The anesthesiologist explained that they could do the anesthesia two different ways: they could administer a local anesthetic via the spine that would only numb the leg, then drug me so I was semi-conscious. Or they could put me out completely.
I was momentarily bemused. “You mean I get to choose?”
“Yep.”
“Uh, well I want to be completely out.”
This was the right answer, apparently, as she laughed and said, “yeah, that’s what 99% of the young men your age say.”
That snippet of conversation is just about the last thing I remember. The anesthetic evidently works somewhat like the red flashy things in the “Men in Black” movies: it’s retroactive for a few minutes before they actually give it to you. I don’t remember getting wheeled into the OR, although I have a brief memory of the nitrous oxide mask slipping halfway off my nose for a few moments, then hearing them say, “Oh! This needs to be on…” and fitting it back over my face. Then I woke up a few moments (hours) later in a hospital room, very sleepy. My first thought was a pleased, “Great! It’s done and I don’t remember a thing.” I was discharged from the hospital shortly after.

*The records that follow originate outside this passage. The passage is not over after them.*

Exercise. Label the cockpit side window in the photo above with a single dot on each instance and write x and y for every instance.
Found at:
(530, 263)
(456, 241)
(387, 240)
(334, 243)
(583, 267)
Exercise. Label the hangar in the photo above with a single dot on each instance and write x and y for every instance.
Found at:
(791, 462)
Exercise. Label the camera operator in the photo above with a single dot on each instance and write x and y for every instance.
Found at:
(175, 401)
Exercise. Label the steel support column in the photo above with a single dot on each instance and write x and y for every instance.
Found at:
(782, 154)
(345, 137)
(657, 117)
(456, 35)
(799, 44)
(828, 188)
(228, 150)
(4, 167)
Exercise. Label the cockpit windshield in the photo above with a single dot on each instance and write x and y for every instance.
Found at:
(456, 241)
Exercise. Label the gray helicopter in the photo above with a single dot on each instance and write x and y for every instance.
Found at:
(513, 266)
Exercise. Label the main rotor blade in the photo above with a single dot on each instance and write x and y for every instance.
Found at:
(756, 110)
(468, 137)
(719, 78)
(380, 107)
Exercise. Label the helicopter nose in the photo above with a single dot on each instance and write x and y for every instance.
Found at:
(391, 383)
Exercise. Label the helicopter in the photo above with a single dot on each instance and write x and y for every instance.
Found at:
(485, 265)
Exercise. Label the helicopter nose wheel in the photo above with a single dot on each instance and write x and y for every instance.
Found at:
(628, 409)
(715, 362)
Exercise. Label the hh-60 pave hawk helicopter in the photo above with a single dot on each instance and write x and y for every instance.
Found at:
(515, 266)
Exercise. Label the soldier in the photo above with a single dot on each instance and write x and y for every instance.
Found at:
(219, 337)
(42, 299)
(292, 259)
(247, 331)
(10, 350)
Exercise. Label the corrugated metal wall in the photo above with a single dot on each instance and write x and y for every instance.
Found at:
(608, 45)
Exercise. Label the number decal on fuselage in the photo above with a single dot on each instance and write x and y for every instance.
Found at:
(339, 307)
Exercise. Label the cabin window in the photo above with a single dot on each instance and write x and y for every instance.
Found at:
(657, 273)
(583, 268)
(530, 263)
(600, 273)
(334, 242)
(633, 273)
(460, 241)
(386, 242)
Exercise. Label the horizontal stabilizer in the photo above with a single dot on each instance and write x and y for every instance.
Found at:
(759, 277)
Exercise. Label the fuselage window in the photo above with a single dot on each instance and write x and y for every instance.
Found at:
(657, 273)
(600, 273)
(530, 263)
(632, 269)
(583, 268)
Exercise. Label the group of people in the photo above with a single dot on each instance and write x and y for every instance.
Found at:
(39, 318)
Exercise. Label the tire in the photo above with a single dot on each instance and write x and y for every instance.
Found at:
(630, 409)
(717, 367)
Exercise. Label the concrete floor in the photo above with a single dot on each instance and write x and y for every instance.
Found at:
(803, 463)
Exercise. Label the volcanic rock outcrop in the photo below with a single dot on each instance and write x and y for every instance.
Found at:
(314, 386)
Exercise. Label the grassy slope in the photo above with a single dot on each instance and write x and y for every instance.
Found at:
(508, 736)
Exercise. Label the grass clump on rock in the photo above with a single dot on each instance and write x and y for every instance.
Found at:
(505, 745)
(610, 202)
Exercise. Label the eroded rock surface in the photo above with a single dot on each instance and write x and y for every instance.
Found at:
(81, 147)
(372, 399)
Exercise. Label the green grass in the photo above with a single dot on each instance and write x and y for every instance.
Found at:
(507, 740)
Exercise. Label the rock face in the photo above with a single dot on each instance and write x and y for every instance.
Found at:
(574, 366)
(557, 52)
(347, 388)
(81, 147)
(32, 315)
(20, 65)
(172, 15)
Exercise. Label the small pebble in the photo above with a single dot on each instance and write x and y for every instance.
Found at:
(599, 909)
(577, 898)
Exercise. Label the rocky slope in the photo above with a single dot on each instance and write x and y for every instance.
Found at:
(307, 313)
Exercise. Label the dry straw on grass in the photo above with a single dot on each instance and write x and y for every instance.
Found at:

I hate to keep harping on this, but it’s ridiculous enough that I feel like I need to mention it. Going home from the hospital required me to be picked up by the duty drivers again. There were two of them this time. (I never did find out why. The one refused to talk to me—literally. Every time I tried to say something to him, he would nod towards the other one as an indication that I was supposed to be talking to that guy instead.)
They continue to be the least helpful, most apathetic people I’ve ever met. I think it would be comical if it weren’t for real—like something out of a Woody Allen movie where two tough guys stand around and laugh while the bespectacled loser makes an idiot of himself on crutches. It’s not just that they don’t help with doing anything more than actually driving the van (neither one even opened the side door of the van for me), but they go out of their way to to sigh and roll their eyes and belittle me any time I ask for anything more than being driven from point A to point B. I pretty much don’t even want to talk to them anymore because they just make me feel like shit.
I never did find out exactly what hardware was installed because I was sent home pretty soon after the operation. I intend to ask at my follow up appointment this Friday, so hopefully I’ll know for the next update. That’s also when I’ll be fitted for the permanent cast. I need another week in a splint to let the post-surgical swelling go down, but the biggest part of it is over.
At this point there’s good news and bad news. Bad news first.
My leg hurts ten times more now than it did before surgery. Between the stitches and the hardware, it’s a combination of incredibly deep, dull pain and—when I try to move it—very sharp splinters of pain, reminiscent of what it felt like to move the leg right after it was broken. I’ve been popping painkillers almost ceaselessly. I tried skipping a dose, but the pain is almost unbearable. I know the surgery is better for the long term, but right now it’s really tough. I can’t concentrate on anything through the pain—I couldn’t even watch a two hour movie the whole way through—and this letter took pretty much all weekend to write.
The good news:
With the major surgery done, I feel like I finally have “permission” to heal. It was the big thing I’ve been waiting for over the past two and a half weeks, so now that I’ve got it, I can move on to the next big thing which, for me, is having the cast come off and starting physical therapy. The Navy certainly took their good old sweet time getting me this far, so hopefully that won’t have any long-term repercussions.